As a metaphor, consider when you are in the kitchen making dinner. You put your potato cake into the oven, setting your kitchen timer for 15 minutes. Meanwhile, you start frying some pork to go with it. After 15 minutes, the timer goes off with a beep, you put away the frying pan and take the cake out of the oven.

Your are being concurrent, there is only one person (CPU) in the kitchen, doing multiple tasks at the same time.

Single threaded, asynchronous programming is considered simpler than using multi-threaded programming. The reason is that you don’t need to coordinate routines, and shared mutable state. Rather you write single-threaded programs that feels quite sequential. This is partially what made NodeJS as popular as it is - the async nature is built in to NodeJS and async is often default and a synchronous API is made an option.

asyncio gives us asynchronous I/O, thus it is suitable for file and network operations, where the process will be schedule to wait for data being available. It is not suitable for CPU-bound programming - here you need to fallback to threading or multi-processing.

As it turns out, the intended example project - a BitTorrent client - have plenty of I/O and not so much CPU-bound work to do - it should match asyncio perfectly.

await and async

If you run the code snippet below, you will open two TCP connections to two of Google’s DNS servers. Once the connection is open, we’ll pretend to do some I/O but rather sleeping. Once the fictive work is done, the connection will be closed.

This is all run on a single thread, yet two connections are open at the same time. If you run the program for a couple of times you will see that the order in which the connections are closed varies due to the randomized time to sleep.

import asyncio
from random import randint

async def do_stuff(ip, port):
    print('About to open a connection to {ip}'.format(ip=ip))
    reader, writer = await asyncio.open_connection(ip, port)

    print('Connection open to {ip}'.format(ip=ip))
    await asyncio.sleep(randint(0, 5))

    writer.close()
    print('Closed connection to {ip}'.format(ip=ip))
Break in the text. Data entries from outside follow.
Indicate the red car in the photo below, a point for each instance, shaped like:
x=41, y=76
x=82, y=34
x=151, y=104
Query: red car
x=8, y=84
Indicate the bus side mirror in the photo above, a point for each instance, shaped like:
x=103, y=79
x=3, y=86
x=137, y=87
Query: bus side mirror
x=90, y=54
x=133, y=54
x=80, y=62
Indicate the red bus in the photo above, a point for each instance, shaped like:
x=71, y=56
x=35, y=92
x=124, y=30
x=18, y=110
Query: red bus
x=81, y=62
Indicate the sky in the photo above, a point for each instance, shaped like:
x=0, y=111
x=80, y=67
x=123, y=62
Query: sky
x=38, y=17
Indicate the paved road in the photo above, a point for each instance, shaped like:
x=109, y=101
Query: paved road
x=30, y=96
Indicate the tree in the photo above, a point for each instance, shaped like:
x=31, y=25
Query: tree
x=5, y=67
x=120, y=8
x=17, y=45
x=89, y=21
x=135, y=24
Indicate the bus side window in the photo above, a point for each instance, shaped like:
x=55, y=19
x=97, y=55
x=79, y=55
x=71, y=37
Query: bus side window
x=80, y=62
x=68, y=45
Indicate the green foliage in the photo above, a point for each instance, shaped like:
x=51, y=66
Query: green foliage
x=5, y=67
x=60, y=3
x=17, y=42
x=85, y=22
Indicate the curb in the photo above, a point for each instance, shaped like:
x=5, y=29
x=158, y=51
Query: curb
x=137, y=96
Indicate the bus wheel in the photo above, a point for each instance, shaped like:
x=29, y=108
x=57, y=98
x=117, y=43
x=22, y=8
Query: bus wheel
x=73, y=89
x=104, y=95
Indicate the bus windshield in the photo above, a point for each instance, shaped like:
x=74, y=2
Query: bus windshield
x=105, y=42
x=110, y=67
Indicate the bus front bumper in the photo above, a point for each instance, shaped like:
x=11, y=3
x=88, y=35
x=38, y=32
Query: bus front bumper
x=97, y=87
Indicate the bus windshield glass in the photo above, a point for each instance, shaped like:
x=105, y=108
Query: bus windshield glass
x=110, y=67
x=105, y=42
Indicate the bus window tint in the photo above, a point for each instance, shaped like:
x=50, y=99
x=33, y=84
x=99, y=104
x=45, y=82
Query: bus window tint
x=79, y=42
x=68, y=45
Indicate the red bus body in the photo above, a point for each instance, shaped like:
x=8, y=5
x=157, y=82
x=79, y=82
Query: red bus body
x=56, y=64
if __name__ == '__main__':
    loop = asyncio.get_event_loop()

    work = [
        asyncio.ensure_future(do_stuff('8.8.8.8', '53')),
        asyncio.ensure_future(do_stuff('8.8.4.4', '53')),
    ]

    loop.run_until_complete(asyncio.gather(*work))

Let’s start with the main code block. First we get a reference to the default event loop. Then we create a list of two tasks calling the function do_stuff and tell the event loop to run until those tasks are complete.

The function do_stuff is declared with the async def statement, which makes it into something called a coroutine. A coroutine is a special kind of generator and to which you can send a value back. The nice thing about coroutines is that they can be suspended, and resumed at a later state - with the scoped variables intact.

Whenever a await is reached inside the do_stuff that coroutine will be suspended until the response is ready (the sending values back to a generator). When resumed, it will continue execution at the same position and keep going until the next await is there - or until the return statement is reached ( Python use implicit return statements).

Now, back to the event loop. Whenever a coroutine is suspended, the event loop will resume another coroutine (given that it is ready to be resumed). This is the cooperative multi-tasking - coroutines will take turns running on the same thread, but two coroutines will not run in parallel.

Basically, any function that supports asyncio is either declared using async def or by using the decorator @asyncio.coroutine. Any code calling such functions needs to use the await statement or yield from.

In Python 3.4 the asyncio used the decorator @coroutine for a special type of generator, and yield from to pause the the generator while waiting for something to happen (e.g. a read being ready to consume). In Python 3.5 this was replaced by the expressions async and await.

Awaitable functions (or coroutines) needs to be wrapped in a Future and handed over to the event loop. And finally the event loop needs to be instructed to run.

Summary

This was a short introduction to asyncio in Python. If you have done async programming in another language (JavaScript, C#) you might feel just at home, if not there are great articles presenting Python’s implementation in details and with a proper walkthrough from iterator, generator, corouties to async/await.

Brett Cannon have written an excellent post How the heck does async/await work in Python 3.5. And A. Jesse Jiryu Davis and Guido van Rossum gives great detail in their article A Web Crawler With asyncio Coroutines. If you only read one, I recommend Brett Cannon’s as I found it easier to digest.